In the statement he issued subsequently, Clerides said that he had waived 3,082 fines, because when the cameras were activated, on June 2 2014, the speed limit was 50km per hour and hundreds of people were caught exceeding it repeatedly. They were made aware of this, months later, when they received notifications to pay their fines. After receiving countless requests for waiving fines, because many people with multiple violations were at risk of losing their licences, he decided to scrap 3,082 bookings.
In October of that year the speed limit on the road was raised to 65km per hour, people were informed about the traffic cameras and the violations dropped significantly, said Clerides, who also gave a table with the number of violations recorded each month. Whereas in June 2014, there were 14,376 recorded offences, in December of the same year there were only 1,274. The total for the first five months of 2016 was a meagre 2,416. Clerides gave this information to explain the rationale behind his decision and to show that he had not done a favour for the prominent lawyer’s wife.
There is however a broader issue that he failed to address. Of the 14,376 speed limit violations recorded in June 2014, ‘the legal service approved requests for the writing off of a total 3,082 offences’, said Clerides. More than 11,000 offences, however, were not waived and we can only assume that people paid their fines. Does the attorney-general not consider this unfair treatment of the drivers who dutifully paid their fines? If there was fair treatment, the people who paid the fines the legal service decided to waive for some drivers should have been given their money back.
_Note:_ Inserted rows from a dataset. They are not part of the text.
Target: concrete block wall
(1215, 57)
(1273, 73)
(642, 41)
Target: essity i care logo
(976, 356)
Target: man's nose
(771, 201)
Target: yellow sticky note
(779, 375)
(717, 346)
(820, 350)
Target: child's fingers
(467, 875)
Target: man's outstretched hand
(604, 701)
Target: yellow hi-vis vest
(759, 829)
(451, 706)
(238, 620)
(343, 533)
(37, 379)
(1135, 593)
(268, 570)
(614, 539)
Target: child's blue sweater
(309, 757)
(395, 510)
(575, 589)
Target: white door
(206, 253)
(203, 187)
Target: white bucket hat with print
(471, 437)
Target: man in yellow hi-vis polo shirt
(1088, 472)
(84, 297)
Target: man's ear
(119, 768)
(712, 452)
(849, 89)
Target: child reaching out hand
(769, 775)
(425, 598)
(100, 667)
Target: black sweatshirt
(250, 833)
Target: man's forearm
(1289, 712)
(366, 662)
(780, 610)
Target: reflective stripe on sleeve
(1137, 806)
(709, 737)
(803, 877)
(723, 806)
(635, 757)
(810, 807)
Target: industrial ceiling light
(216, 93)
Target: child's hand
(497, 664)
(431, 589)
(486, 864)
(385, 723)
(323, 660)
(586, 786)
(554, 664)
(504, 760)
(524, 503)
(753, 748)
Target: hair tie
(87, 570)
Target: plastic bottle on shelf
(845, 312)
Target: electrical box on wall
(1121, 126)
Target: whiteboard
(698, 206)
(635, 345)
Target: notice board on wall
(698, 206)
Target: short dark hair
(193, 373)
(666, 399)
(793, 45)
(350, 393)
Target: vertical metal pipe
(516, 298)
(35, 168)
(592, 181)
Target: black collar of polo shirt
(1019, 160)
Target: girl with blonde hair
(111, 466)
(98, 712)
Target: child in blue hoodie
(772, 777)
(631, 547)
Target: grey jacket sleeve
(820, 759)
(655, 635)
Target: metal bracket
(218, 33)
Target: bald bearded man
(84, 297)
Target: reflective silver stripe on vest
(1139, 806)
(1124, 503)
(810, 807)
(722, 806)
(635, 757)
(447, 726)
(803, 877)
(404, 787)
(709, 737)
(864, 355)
What message is given by the attorney-general’s decision? That people who fulfil their obligations under the law – pay their fines promptly and do not request favours from the state legal service – are complete idiots and that in Cyprus only complete idiots pay fines on time. The smart citizens either apply for favours or wait until the legislature votes for a discount on fines before paying. It is a shame that the attorney-general fully endorsed this behaviour with a decision that penalised citizens who pay their fines on time.